2. Know (and communicate) what’s important to you.
- Clearly define what success looks like: Be open, honest, and direct about your objectives and motivations and expect the same of prospective partners / investors.
- Be realistic, but also hold firm on the issues that you view as fundamental.
- Know if you are willing to take a discount (and how much) on valuation as a founder or any stakeholder for a capital partner that is more mission- and vision-aligned or if you want to retain majority control or other priorities that may effect valuation.
- How engaged do you want to be as a founder? Know if you are happy to hand over the baton or if you want to continue to drive the business for the foreseeable future.
3. Find a mission-aligned deal team.
- Have an intermediary that is aligned with your values to help you navigate the process and choose the best aligned potential investors.
- Ensure there is open, frequent communication and set expectations early to avoid misalignment on key issues later in the process.

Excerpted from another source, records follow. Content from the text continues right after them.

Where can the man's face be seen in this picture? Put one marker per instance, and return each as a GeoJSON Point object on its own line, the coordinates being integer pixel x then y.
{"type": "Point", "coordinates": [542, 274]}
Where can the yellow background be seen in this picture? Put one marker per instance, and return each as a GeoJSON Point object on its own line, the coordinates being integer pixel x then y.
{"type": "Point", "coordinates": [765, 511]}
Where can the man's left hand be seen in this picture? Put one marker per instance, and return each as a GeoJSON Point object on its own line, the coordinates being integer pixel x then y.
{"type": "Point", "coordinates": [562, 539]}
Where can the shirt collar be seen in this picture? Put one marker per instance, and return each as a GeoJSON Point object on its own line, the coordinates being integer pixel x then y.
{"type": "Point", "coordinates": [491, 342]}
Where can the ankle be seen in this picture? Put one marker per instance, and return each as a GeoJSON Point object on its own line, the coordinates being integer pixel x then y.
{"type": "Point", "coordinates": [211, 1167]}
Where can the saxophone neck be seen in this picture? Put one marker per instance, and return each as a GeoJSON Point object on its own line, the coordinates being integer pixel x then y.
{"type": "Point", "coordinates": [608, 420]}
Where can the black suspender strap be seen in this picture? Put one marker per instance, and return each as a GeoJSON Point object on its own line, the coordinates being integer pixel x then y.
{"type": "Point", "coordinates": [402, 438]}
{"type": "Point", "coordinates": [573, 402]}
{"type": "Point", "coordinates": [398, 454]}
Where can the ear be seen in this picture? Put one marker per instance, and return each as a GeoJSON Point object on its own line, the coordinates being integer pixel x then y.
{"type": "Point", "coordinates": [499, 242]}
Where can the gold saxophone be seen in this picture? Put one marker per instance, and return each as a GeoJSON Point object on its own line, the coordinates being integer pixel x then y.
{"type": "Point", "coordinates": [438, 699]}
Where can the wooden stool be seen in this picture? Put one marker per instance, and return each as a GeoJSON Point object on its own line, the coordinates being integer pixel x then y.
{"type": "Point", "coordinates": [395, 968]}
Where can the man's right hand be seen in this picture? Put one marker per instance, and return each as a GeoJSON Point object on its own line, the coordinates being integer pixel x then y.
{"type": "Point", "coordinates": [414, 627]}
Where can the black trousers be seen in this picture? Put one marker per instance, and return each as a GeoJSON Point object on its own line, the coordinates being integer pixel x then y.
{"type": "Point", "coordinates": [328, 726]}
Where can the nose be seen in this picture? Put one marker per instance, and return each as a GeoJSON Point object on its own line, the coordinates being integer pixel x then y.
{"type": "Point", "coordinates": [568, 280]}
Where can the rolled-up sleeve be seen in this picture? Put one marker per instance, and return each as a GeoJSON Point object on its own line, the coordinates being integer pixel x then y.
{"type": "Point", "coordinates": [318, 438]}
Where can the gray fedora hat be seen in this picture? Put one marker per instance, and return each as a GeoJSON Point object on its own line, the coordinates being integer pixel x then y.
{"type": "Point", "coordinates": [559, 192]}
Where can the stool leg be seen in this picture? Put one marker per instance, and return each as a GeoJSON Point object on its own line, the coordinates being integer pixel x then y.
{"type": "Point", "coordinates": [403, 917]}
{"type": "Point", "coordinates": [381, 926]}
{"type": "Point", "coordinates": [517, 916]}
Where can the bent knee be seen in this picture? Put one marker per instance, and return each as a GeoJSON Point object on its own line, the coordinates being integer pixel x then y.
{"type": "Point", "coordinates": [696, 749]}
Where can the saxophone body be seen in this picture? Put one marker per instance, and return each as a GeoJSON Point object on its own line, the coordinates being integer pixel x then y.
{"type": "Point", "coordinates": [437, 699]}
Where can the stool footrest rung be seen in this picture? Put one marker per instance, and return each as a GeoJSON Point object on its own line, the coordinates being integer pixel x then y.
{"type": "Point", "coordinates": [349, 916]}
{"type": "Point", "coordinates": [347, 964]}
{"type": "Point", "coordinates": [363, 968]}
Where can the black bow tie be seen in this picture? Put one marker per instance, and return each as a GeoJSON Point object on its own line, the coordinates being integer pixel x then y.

- Find someone that has strong relationships in the mission-driven investor universe, across various investment size and criteria.
4. Know your options – and give yourself options to choose from if you can.
- Every situation is unique and thus requires a unique solution.
- Understand what it would mean from a business perspective to remain independent, create a private market for stock, get an investment from an impact fund, PE, or holding company, or sell to a strategic buyer.
- Seek counsel from someone who has done similar deals and that you know can offer impartial advice.
- Take your time, don’t close off options unless you have to or want to.
5. Make sure the type of capital must be aligned with stage of the company.
- Timing considerations and eventual exit / liquidity plans need to be in sync.
- Know how the type and source of capital taken early on in your company’s life cycle could potentially constrain choices in the long term.
- Consider minority investments to get started with new partners.
- If maximizing returns are the priority, understand over what time period you and your investors want to maximize returns.
6. Buyers’ intentions matter.
- Understand the investor’s investment thesis and whether it fits with the company’s values and mission. Which partners will protect your mission and values? How will that commitment change over their time horizon of investment?
- If taking in a new partner, take the time to get to know them and have honest, open communication.
- Check references and speak to other CEOs in the investors’ portfolio.
- Ensure investors’ timing constraints are aligned with the company’s timeframe. What is the investor’s expectation around the timing of capital return? Does the company have adequate time to meet investor expectations related to business results and returns?
- Know how you evaluate the value-add of each investor. How much is the value in what they will do and what they won’t do?
- Establish a shared view of what success looks like.
7. Don’t forget debt.
- For a growing company, even expensive debt may be better than equity.
- Explore debt options alongside equity investments.
- Understand what debt would require of cash flows and how it may restrict innovation or growth
8. The market will dictate price, but you can dictate terms.
- The structure of the deal is just as important as valuation – understand your options and which terms you’re willing to negotiate or not negotiate.
- Consider board seats, alternative payback, supervoting stock, and anti-dilution provisions.
9. Time kills all deals—prepare for the process ahead of time so that it moves along efficiently.
- Ensure your company is in a strong position to go into the market financially and management has the time and resources to dedicate to a capital-raising process.
- Ensure all stakeholders are in alignment on investment / sale objectives.
- Understand the timeline and process of raising capital / selling as to not get behind and lose momentum during the process.